Raw SQL with SQLAlchemy
When you need full SQL control:
from sqlalchemy import text
with Session() as session:
result = session.execute(
text("SELECT username, COUNT(*) as post_count FROM users u "
"JOIN posts p ON u.id = p.author_id GROUP BY username")
)
for row in result:
print(row.username, row.post_count)
Migrations with Alembic
Track schema changes over time:
pip install alembic
alembic init migrations
alembic revision --autogenerate -m "create users table"
alembic upgrade head
Transactions
with Session() as session:
try:
session.add(User(username="charlie", email="[email protected]"))

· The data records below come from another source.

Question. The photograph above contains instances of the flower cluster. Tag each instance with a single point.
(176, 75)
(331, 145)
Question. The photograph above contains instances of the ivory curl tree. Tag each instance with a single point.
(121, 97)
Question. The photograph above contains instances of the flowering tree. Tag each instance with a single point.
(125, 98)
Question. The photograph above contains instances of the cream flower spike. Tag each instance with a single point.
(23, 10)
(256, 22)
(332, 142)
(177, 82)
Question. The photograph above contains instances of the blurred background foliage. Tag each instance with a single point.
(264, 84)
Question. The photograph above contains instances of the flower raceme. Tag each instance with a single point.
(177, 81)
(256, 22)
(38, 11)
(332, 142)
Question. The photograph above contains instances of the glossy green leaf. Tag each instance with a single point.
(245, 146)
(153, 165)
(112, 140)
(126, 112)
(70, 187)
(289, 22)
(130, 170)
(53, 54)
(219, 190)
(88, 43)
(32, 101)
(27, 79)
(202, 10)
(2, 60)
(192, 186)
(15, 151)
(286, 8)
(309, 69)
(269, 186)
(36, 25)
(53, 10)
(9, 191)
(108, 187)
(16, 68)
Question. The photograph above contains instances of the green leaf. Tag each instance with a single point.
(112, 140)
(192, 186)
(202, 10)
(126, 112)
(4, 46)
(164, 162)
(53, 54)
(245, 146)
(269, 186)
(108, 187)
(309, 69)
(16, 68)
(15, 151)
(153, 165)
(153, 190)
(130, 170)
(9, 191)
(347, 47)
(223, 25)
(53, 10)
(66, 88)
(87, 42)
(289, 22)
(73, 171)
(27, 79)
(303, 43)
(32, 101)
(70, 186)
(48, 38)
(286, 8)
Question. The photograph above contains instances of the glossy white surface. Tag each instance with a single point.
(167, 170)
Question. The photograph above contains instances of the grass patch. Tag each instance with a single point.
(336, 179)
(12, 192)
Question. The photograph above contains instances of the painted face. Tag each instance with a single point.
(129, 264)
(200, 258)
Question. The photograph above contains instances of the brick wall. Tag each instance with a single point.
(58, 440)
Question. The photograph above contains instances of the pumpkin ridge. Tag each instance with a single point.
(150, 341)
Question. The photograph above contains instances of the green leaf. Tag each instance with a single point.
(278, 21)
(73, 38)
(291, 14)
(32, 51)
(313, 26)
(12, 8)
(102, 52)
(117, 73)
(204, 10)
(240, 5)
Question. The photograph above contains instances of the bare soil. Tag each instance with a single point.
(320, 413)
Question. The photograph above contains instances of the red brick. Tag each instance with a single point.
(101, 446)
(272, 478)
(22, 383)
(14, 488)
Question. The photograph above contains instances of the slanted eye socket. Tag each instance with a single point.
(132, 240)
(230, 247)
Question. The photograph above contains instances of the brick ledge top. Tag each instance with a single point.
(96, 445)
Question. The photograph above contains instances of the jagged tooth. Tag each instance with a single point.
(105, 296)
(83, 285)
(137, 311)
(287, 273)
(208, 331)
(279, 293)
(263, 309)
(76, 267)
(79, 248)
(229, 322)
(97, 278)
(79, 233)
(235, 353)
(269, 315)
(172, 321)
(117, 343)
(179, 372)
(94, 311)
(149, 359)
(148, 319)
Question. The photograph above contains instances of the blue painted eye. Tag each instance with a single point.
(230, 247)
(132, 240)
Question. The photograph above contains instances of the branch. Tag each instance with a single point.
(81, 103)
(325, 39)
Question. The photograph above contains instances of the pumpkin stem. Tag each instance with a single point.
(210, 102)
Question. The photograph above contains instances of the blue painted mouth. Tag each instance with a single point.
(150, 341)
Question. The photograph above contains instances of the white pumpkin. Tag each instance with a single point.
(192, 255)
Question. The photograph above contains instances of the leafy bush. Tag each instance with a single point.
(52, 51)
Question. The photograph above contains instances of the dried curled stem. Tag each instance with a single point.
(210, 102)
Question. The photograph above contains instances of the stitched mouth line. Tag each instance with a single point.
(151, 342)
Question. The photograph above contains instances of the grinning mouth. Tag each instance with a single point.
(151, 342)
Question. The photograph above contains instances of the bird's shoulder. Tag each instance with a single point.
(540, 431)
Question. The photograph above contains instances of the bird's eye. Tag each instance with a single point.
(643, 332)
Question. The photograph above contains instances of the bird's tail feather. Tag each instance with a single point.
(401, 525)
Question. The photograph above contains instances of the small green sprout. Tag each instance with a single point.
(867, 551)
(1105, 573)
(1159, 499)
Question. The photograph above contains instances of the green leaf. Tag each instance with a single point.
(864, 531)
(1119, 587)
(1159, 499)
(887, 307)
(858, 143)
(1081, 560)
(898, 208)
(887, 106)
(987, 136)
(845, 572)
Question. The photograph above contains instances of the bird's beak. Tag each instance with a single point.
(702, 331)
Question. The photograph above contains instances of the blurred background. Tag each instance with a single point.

session.add(Post(title="First", body="Hello", author_id=1))
session.commit()
except Exception:
session.rollback()
raise
Database Best Practices
- Use parameterized queries — prevent SQL injection
- Use connection pooling in production (SQLAlchemy handles this)
- Index frequently queried columns
- Use migrations — never modify production schema manually
- Close connections — use context managers
- Separate config — database URL from environment variables
import os
DATABASE_URL = os.environ["DATABASE_URL"]
engine = create_engine(DATABASE_URL, pool_size=10, max_overflow=20)
Databases are the persistence layer of virtually every production Python application.